I absolutely love watching my children play. Sure, they don’t always play together nicely and a fight or two might break out, but I love seeing their minds at work. I love seeing them run around and hearing them pretend to be cars, Pokémon or whatever else they might doing at the time. It’s not hard to encourage them to play either. They don’t need fancy electronic toys or expensive sports equipment. Give them a wooded area with a trail and they take off on their own to explore, running and picking up sticks along the way. Give them an old baseball and bat and the World Series is live in our backyard.
As parents, it’s one of our jobs to encourage our children. We encourage them to believe in themselves, to share with others, to respect others and to try new things. Encouraging them to keep their bodies moving and explore the world around them is just another thing we do, sometimes without even thinking about it.

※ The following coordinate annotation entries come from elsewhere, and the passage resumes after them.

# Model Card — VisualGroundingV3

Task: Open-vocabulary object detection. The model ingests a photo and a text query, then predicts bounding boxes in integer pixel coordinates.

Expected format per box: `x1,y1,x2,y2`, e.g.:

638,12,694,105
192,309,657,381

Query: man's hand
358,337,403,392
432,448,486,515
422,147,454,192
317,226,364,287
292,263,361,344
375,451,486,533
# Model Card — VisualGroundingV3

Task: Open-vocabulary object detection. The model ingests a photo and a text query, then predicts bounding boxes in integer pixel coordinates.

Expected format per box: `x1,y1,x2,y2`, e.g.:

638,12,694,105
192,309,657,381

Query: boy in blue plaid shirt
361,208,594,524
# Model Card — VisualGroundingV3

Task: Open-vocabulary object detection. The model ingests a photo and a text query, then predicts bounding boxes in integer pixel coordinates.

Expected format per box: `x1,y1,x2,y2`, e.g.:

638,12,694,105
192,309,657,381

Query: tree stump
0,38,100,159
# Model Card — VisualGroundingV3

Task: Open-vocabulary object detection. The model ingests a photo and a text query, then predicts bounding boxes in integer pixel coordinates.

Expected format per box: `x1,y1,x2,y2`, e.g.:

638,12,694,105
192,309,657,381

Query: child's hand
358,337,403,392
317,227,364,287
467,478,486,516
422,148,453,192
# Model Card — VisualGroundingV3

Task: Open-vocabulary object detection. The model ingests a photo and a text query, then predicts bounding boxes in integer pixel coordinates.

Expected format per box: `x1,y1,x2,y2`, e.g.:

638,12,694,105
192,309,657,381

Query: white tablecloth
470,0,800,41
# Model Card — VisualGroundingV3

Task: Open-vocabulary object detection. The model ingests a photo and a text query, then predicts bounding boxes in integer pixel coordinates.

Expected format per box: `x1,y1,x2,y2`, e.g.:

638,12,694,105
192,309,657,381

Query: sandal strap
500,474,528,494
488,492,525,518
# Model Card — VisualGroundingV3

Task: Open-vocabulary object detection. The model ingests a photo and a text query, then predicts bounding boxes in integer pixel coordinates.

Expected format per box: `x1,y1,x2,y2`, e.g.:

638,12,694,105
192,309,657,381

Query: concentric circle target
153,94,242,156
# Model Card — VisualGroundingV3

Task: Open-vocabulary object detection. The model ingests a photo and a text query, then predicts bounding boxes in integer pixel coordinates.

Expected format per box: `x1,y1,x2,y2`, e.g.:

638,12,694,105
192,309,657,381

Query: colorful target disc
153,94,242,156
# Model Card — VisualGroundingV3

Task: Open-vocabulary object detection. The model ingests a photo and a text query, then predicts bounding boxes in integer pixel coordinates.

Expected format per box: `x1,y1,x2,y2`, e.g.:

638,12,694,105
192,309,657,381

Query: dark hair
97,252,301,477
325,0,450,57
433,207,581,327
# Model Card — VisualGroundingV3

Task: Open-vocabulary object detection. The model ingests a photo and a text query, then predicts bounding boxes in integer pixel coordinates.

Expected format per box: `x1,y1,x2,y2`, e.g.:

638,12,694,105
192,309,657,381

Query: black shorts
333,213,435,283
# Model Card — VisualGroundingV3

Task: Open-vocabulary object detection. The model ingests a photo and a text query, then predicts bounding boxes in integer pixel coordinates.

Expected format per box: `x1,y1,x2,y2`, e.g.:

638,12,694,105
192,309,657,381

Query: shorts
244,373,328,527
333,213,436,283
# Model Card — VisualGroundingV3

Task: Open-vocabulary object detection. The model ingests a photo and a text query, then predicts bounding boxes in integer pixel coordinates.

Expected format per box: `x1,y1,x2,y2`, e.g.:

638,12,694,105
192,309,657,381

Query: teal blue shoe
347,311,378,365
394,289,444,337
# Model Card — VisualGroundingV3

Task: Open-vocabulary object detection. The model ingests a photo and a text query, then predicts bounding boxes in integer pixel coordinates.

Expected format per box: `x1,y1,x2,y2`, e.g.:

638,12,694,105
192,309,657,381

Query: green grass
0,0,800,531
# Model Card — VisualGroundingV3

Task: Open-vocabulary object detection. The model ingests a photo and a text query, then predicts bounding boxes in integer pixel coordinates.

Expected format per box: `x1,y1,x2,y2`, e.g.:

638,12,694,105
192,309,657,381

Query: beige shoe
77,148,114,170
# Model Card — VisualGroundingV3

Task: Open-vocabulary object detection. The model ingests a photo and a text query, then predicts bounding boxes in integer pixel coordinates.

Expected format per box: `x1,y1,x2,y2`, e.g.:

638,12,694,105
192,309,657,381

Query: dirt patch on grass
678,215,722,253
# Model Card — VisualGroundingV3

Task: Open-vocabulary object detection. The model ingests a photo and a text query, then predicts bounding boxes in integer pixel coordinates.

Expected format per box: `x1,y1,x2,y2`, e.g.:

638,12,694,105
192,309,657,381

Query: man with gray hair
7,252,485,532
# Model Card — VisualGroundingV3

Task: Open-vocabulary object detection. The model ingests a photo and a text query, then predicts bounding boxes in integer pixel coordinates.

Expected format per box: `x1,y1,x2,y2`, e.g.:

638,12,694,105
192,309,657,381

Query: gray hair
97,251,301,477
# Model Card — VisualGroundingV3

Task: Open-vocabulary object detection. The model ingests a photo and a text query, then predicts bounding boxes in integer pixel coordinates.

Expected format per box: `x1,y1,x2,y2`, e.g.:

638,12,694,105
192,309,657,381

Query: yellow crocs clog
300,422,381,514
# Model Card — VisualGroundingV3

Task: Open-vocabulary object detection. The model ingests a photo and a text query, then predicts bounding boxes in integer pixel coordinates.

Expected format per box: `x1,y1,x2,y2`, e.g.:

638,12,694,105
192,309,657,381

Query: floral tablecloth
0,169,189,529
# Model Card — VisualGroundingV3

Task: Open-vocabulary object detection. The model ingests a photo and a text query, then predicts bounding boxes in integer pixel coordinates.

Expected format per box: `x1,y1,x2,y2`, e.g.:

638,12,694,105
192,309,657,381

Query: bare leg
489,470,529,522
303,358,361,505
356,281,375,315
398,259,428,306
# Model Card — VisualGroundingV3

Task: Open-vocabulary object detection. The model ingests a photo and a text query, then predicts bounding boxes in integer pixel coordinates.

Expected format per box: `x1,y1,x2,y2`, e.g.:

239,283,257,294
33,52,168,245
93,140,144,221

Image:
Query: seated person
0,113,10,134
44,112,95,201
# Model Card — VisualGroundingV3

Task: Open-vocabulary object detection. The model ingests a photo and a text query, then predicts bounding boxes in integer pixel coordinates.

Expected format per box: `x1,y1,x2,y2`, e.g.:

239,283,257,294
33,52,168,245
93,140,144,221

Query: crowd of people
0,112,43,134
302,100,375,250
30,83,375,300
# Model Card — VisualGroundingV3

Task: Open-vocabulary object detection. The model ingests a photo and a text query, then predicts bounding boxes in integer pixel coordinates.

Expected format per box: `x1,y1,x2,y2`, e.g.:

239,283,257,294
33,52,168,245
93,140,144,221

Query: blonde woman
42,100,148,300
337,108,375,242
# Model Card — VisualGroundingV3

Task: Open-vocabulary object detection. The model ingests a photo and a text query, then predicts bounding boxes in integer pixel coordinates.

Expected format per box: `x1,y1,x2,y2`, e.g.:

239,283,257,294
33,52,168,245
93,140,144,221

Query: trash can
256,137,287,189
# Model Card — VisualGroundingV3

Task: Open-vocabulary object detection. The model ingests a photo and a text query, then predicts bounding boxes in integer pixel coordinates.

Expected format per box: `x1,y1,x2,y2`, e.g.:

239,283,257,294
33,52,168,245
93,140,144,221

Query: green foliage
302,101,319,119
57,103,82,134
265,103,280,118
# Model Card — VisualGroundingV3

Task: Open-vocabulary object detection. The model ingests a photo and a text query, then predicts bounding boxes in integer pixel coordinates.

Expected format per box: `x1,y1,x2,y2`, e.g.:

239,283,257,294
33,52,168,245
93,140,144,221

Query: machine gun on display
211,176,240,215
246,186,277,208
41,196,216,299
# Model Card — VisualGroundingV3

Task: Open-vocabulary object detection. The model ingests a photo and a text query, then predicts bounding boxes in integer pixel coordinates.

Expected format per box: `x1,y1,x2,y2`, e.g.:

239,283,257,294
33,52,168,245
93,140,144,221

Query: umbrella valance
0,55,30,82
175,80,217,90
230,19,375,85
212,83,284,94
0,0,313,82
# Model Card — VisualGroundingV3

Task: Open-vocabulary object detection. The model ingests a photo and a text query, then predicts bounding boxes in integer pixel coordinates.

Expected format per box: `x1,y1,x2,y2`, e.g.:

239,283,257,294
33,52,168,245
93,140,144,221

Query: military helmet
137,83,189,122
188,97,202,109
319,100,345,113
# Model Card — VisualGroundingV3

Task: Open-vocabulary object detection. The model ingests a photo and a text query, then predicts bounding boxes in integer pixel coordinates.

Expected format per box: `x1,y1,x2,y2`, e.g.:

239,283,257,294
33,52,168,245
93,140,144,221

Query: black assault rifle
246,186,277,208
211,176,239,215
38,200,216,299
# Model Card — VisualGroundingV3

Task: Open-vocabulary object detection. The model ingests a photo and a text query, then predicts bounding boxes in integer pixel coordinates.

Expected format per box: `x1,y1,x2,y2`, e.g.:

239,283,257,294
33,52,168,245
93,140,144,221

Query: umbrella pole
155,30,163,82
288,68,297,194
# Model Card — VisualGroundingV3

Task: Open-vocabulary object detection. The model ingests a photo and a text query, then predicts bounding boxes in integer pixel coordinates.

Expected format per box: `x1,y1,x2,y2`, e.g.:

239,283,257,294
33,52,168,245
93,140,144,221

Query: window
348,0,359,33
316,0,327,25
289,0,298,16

Have you ever taken your kids to a park and an hour later, everyone is just exhausted and you didn’t do a thing but observe and maybe read a few chapters of a new book? By simply giving them permission to play and a safe place to do so, you encouraged their creativity, physical activity and social skills to blossom.
One of my favorite things as a young girl was riding my bike. I had permission to go all over the neighborhood, meet with my friends and ride through huge puddles as fast as I could. Over the years the bike riding changed from just wanting to get out and move, feel the breeze, go as fast as I could, and jump curbs to becoming a social event. You rode your bike with a purpose as you got older and the physical activity part, while still very much present, wasn’t a defining feature of having a bike. If I wanted to go somewhere, I had to use my own body to get there by pedaling. My mom wasn’t dumb; she was encouraging physical movement in a way that made sense for my age and interests.
You can do this too! Preteens and teens not old enough to drive can certainly rely on a bike, roller blades, scooters and skateboards as a means of transportation and staying active. Encourage your kids to go for a walk with friends rather than sit inside in front of the TV.
Let’s get personal about something. What’s preventing your children from being outside and playing more? Do you not live close to a community playground? Do they have little interest in “outside toys” and too much interest in electronics? Do YOU want to be more active WITH them when they play, but something (weight, strength, confidence, whatever) is holding you back?
Mom, Dad… you can’t use excuses. If the playground is too far away for frequent visits, create your own inexpensive play area. Old tires and 2x4s make for great climbing and balance skill builders. Balls, hula hoops and corn hole games can all be used to create fun games. If you need some inspiration for play ideas, you can check out the Let’s Play website.
If you worry that you can’t keep up, or whatever it is that might be holding you back from playing too, stop it. Your kids don’t care about that! They just want YOU to be out there swinging, cheering them on, throwing the ball and hitting a homer so they can chase it. They just want their Mom or Dad and they could care less that you think you are too slow, too big, too old, or terrible at basketball. They don’t care.
We have to be the ones that get our children moving. Who else is going to do it? Grab a cheap kite, head for an open area and get that baby to fly and run with your kids. Get them moving for your health, for their health and for their minds, souls and creativity.